In the back of his car, Stella rested her forehead against the window. She’d barely said a word so far and Ethel prattled next to him, filling the awkward silence with her comforting chatter. Tonight was going to be a gamble, but so far everything was playing out the way he’d planned it.
The cottage was ready. He’d arranged for a cleaner to come through in the morning—paying double to get someone on such short notice so close
to Christmas—but it’d been worth it. The place sparkled. He’d even spotted a bunch of flowers while he was out getting the dinner provisions and had stuck them in a water glass on the table, since he couldn’t find something more appropriate to put them in.
Provided he didn’t somehow piss Stella off and send her storming out of the cottage for a third time, he’d planned to drive her back up to the estate after dinner and convince her to hear him out. Well, ideally he’d convince her to do more than that…but he’d take it one step at a time.
“I still don’t know why we need to eat down here, Evan,” Ethel said, raising a silver brow at him. “I could have fixed something up at the estate to save us driving in the dark.”
“It’s okay, I’m not scared of the dark.” He winked at her and she shook her head.
“You might be a grown man, Evan Foss. But I will not hesitate to whip your behind if you back chat me.”
In the rear-view mirror, he caught a smile twitching on Stella’s lips.
“I simply thought it might be nice for the three of us to eat somewhere intimate, instead of in that big dining room.” He steered the car into the gravel area outside the cottage.
“So long as you don’t drink too much and expect me to walk back up the hill,” she said as they pulled up in front of the cottage’s door. “These old legs aren’t what they used to be.”

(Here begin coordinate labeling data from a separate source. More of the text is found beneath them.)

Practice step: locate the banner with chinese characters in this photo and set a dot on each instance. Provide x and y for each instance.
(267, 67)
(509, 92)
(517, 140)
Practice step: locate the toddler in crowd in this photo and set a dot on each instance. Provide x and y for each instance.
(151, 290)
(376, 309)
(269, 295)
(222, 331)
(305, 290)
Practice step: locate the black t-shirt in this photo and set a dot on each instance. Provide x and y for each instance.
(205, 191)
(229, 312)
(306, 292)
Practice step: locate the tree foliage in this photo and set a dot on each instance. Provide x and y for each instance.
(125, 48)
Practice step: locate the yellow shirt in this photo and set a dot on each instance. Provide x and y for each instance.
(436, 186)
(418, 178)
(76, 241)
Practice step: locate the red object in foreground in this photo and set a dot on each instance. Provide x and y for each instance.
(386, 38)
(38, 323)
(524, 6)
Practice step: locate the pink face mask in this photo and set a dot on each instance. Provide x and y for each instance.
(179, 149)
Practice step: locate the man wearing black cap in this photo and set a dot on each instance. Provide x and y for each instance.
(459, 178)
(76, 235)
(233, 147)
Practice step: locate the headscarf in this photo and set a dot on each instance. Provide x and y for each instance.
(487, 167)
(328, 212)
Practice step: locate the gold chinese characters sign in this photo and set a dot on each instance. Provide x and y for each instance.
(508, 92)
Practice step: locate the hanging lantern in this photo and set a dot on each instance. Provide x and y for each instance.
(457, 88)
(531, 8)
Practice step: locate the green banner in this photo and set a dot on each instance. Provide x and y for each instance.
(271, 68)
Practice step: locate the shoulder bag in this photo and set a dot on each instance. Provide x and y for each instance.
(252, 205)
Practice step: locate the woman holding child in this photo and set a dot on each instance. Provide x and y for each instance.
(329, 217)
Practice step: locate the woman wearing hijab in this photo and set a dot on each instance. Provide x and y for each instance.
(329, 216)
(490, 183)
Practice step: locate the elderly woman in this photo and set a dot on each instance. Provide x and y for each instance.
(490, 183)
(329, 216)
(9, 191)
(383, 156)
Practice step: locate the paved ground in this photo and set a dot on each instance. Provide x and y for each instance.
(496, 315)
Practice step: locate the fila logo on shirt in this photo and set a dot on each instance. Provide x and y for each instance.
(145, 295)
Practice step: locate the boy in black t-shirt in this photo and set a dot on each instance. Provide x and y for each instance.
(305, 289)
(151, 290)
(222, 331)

“You have my word. I’ll keep the wine to a minimum.” He put his hand over his heart to show he was extra sincere.
As his eyes flicked to the rear-view mirror again, he caught Stella’s attention but the smile dropped from her lips the second she saw he was watching her. Tonight would be tough, it was clear she didn’t want to be around him. But, as Matt had said, he was not in control for once. The thought made his skin prickle. Letting go of control terrified him.
But trying to be constantly in control hadn’t worked for him when it came to Stella, so he’d be letting go and hoping he didn’t fall flat on his back.
Stella was out of the car and trying to help Ethel up to the front door, which earned her a swat against the arm. Evan stifled a laugh. Ethel didn’t need help from anyone, or so she said. But he’d seen her slowing down over the past two years, struggling with the stairs and stopping to catch her breath more and more. She only did it when she thought people weren’t watching, which worried him. But hopefully this solution might give her the space and confidence to slow down, without worrying that she’d be left on her own.